Un haut fonctionnaire taïwanais a toutefois confié au Wall Street Journal que cette réservation inhabituelle d’espace aérien « visait le Japon » (« aimed at Japan »). Les relations entre les deux nations sont complexes, le Japon étant embourbé dans une crise diplomatique majeure avec la Chine depuis le mois d’octobre.
Les tensions se sont accrues le mois dernier lorsqu’un officier des Forces d’autodéfense japonaises s’est introduit par effraction dans l’ambassade de Chine située à Tokyo, provoquant une vive protestation de la part de Pékin. En parallèle, des lectures recommandées dans la presse spécialisée soulignent que, profondément sous terre, le Japon se prépare à une attaque de la Chine.
Le cœur de ce conflit diplomatique repose sur une revendication territoriale. La Chine revendique les îles Senkaku, un archipel actuellement administré par le Japon, et envoie régulièrement des navires de ses garde-côtes autour de ces îles pour faire pression sur Tokyo. Des experts affiliés au ministère de la Défense japonais ont précédemment affirmé au journal The Telegraph que le risque d’une invasion chinoise des îles Senkaku était l’une des préoccupations sécuritaires les plus urgentes du pays.
Une visite politique sous haute tension

Le calendrier de cette réservation de l’espace aérien coïncide avec la visite en Chine de Chen Li-wun, la dirigeante de l’opposition taïwanaise. Madame Chen a atterri sur le sol chinois ce mardi.

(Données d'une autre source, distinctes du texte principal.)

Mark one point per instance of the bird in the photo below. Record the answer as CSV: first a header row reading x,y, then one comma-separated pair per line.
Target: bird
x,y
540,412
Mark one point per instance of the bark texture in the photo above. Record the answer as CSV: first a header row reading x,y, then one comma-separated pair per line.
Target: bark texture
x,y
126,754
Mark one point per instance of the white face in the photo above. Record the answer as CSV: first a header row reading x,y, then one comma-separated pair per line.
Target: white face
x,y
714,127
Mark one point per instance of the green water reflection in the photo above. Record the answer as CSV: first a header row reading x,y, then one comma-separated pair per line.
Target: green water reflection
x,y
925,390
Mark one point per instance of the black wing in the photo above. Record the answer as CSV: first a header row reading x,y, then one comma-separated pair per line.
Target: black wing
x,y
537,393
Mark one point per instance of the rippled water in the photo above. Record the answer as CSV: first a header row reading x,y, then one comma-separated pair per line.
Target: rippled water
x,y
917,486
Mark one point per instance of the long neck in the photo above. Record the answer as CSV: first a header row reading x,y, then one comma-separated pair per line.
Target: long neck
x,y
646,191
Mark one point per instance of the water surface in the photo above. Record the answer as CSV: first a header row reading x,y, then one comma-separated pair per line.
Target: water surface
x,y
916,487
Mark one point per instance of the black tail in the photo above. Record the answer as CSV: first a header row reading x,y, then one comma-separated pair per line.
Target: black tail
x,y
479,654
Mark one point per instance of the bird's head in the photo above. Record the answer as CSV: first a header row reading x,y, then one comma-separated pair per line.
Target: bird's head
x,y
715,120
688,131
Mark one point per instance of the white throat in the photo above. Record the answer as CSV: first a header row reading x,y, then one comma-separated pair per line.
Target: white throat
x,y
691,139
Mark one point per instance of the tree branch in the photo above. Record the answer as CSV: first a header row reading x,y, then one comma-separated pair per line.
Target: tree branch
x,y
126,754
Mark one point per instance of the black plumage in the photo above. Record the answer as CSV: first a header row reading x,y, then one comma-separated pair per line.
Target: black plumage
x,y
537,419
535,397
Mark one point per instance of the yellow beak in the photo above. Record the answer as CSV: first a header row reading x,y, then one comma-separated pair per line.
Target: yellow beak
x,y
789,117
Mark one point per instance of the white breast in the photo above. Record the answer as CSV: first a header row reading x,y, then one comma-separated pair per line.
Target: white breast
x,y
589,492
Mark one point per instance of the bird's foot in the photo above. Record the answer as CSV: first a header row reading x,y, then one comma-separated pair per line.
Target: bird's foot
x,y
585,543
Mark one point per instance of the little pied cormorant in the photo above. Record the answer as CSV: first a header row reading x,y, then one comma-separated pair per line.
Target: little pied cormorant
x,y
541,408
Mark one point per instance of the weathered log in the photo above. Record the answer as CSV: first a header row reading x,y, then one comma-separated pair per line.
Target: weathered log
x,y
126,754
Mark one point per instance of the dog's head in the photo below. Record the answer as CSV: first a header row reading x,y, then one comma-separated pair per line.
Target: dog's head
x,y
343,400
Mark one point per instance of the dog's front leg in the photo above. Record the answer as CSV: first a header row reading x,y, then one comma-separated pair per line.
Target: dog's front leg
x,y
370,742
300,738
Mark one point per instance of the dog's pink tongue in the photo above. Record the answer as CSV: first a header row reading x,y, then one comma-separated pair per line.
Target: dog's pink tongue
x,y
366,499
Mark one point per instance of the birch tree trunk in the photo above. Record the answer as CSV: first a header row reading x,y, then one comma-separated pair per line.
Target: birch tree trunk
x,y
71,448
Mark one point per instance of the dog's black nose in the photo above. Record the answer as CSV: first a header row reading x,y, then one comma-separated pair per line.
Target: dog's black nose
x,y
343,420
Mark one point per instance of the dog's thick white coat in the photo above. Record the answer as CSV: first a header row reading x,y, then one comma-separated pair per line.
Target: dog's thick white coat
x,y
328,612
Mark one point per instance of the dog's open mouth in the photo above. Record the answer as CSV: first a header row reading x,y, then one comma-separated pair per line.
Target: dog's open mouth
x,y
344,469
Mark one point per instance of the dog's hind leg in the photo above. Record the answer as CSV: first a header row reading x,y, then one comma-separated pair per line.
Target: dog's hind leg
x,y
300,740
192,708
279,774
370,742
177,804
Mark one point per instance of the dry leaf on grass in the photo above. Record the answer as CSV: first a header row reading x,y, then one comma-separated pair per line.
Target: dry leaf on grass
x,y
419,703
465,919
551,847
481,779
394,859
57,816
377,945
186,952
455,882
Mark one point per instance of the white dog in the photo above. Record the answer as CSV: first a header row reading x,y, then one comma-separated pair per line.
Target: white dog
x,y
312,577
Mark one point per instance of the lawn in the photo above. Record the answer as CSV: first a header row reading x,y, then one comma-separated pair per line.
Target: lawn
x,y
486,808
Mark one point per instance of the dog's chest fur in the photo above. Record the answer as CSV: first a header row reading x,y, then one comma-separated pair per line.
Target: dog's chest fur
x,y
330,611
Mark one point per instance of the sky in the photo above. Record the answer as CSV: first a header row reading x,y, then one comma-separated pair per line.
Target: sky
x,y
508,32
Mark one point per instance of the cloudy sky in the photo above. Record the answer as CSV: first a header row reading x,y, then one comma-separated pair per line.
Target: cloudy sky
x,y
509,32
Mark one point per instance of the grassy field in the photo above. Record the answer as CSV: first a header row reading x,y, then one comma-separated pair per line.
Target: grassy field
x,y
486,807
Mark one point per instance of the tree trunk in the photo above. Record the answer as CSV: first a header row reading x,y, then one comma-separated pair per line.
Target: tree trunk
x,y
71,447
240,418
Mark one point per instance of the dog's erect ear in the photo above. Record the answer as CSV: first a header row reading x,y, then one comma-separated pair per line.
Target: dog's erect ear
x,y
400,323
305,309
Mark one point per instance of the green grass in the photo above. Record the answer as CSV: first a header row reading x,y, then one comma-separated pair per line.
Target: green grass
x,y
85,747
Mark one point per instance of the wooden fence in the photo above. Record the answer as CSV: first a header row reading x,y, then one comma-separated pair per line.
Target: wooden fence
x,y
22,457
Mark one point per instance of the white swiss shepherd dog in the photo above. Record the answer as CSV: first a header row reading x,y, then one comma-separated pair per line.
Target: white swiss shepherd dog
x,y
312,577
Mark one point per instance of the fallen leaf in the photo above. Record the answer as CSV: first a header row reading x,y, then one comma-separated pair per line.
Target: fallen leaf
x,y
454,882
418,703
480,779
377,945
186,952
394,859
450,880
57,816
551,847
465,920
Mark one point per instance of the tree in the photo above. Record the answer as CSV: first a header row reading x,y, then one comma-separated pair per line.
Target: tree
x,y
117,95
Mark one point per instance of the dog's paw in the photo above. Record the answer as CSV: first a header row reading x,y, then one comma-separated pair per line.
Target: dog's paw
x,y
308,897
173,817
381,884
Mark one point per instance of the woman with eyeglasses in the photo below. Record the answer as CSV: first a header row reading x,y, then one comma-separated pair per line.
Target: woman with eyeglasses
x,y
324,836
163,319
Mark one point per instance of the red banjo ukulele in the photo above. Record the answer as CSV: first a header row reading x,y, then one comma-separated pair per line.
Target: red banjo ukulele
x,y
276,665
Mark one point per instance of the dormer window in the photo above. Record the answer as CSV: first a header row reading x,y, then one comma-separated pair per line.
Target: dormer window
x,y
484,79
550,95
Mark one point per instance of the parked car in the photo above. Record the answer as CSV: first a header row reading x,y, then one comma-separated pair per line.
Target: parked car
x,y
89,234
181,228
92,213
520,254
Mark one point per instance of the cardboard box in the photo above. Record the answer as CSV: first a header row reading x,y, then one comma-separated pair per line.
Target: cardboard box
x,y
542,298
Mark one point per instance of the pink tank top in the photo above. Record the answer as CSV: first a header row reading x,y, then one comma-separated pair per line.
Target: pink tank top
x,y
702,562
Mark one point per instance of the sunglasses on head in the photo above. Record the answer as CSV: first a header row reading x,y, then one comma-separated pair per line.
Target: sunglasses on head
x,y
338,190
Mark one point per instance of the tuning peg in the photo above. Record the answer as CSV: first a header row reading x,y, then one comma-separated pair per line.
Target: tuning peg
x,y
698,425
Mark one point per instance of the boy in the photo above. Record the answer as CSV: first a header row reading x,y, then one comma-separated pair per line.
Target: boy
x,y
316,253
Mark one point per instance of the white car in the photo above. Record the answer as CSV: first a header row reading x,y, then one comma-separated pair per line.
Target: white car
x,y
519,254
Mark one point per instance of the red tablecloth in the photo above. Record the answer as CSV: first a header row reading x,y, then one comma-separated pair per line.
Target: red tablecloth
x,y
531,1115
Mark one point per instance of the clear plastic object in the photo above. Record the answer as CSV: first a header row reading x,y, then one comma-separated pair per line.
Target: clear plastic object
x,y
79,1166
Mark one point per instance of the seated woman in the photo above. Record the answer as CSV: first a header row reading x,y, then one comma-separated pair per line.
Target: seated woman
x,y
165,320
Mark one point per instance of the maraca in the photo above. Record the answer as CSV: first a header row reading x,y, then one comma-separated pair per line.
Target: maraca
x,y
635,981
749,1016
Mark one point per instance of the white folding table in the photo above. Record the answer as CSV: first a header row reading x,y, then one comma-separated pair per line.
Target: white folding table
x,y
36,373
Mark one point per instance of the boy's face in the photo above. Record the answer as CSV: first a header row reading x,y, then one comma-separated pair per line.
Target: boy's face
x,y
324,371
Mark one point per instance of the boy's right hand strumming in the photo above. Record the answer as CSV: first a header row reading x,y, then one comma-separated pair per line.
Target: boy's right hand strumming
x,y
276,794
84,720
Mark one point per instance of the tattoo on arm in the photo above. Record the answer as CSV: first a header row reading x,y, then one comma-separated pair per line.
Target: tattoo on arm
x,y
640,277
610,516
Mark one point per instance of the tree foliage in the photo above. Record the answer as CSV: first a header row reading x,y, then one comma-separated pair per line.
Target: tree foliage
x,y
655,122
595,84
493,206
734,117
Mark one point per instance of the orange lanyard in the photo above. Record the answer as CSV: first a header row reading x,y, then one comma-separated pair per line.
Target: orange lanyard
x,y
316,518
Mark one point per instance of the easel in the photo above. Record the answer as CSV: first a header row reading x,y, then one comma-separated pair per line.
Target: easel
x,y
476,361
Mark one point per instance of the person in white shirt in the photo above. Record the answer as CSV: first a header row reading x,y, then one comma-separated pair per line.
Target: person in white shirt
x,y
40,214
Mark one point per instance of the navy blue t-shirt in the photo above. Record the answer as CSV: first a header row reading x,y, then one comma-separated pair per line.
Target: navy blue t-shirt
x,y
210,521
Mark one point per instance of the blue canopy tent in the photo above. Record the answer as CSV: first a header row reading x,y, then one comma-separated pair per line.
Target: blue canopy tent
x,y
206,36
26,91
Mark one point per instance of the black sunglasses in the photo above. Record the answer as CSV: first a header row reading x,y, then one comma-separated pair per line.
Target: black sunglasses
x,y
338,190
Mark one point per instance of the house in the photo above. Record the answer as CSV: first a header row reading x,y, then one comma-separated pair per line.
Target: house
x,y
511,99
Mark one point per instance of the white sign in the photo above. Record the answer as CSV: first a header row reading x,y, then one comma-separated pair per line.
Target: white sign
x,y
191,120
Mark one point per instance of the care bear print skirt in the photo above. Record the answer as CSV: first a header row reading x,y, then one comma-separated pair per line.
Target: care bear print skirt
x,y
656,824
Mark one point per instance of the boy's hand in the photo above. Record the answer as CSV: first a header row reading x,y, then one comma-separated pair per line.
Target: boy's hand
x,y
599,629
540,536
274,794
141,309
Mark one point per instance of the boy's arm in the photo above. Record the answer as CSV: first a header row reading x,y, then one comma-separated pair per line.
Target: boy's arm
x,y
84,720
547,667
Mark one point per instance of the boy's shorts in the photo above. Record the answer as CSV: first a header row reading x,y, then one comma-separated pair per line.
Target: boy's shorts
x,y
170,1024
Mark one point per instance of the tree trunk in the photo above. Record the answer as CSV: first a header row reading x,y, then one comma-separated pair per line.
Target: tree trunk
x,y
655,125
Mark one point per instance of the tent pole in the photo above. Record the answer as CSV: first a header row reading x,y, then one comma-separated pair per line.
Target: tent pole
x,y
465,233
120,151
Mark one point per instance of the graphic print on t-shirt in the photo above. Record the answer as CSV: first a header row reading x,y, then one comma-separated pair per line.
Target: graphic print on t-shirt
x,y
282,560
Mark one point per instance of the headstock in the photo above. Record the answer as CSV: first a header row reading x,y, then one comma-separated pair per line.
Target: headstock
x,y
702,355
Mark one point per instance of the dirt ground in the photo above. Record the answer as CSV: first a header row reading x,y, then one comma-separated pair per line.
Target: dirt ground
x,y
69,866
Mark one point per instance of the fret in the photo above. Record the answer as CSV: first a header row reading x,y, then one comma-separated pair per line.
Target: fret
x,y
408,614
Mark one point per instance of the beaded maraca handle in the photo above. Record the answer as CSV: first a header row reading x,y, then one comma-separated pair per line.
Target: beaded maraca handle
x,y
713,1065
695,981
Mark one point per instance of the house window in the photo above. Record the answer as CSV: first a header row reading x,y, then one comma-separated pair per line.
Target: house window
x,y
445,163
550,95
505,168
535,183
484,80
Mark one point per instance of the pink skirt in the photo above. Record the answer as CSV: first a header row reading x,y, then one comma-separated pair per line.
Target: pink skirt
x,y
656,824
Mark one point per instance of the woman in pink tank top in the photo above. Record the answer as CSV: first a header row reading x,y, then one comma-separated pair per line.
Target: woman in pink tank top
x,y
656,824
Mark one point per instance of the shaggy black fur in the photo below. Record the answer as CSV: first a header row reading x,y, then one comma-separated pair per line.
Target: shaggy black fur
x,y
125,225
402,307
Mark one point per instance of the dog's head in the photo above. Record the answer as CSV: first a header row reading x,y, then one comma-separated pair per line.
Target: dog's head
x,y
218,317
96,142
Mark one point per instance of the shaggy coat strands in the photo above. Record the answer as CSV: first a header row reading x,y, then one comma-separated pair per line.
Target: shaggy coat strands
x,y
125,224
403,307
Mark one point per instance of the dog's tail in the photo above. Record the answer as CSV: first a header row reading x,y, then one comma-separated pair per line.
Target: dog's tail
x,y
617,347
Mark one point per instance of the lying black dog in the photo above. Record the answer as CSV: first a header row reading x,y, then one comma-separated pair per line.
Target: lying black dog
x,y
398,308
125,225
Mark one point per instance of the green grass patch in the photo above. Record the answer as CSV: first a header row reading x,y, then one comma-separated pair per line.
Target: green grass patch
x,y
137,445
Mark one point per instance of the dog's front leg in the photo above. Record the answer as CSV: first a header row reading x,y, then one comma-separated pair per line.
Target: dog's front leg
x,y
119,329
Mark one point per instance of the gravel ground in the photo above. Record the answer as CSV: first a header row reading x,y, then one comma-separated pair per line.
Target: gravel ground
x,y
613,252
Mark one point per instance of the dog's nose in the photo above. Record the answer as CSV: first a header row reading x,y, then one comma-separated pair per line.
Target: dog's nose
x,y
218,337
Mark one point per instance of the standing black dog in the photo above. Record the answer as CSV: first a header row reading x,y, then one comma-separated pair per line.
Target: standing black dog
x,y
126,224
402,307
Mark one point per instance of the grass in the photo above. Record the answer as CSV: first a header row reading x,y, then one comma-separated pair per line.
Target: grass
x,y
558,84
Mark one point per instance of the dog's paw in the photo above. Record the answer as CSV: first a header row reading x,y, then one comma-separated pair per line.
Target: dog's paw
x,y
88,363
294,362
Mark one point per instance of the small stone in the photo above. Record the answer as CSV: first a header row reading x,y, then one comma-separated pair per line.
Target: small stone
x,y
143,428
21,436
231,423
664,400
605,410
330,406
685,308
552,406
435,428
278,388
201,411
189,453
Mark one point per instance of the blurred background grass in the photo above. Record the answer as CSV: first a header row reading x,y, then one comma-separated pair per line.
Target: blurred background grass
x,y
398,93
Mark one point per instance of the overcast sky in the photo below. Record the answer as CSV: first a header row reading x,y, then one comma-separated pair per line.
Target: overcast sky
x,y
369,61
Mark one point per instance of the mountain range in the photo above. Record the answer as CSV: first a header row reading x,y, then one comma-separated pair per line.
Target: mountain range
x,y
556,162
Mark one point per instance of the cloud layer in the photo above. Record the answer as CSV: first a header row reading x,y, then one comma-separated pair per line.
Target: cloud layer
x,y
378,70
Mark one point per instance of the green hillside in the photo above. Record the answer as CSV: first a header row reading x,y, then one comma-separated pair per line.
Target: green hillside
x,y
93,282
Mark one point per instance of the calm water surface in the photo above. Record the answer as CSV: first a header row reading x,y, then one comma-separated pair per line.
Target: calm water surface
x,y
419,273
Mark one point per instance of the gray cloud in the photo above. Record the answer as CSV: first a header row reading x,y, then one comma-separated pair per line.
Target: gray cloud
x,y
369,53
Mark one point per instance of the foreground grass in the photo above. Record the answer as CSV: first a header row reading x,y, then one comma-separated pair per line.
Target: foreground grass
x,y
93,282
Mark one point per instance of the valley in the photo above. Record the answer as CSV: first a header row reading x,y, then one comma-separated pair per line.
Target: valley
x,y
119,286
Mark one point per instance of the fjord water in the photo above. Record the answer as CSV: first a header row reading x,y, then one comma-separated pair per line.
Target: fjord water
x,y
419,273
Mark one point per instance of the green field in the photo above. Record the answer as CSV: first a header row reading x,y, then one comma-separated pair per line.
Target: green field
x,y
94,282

Chen Li-wun occupe le poste de présidente du Kuomintang (KMT). Dans le cadre de ses fonctions, elle a, à de nombreuses reprises, plaidé en faveur d’un engagement accru et de relations plus étroites avec le gouvernement de Pékin. Ce voyage officiel en Chine est historique, car il représente la première visite d’un président en exercice du KMT depuis plus d’une décennie.
Cette rencontre intervient dans un climat politique intérieur taïwanais très clivé. Le parti de Madame Chen, le KMT, a bloqué à plusieurs reprises les efforts du parti actuellement au pouvoir à Taïwan, le Parti démocrate progressiste (Democratic Progressive Party). Ce dernier tente en effet de faire adopter et d’avancer son budget de la défense, dont le montant total s’élève à 40 milliards de dollars (32 milliards de livres sterling).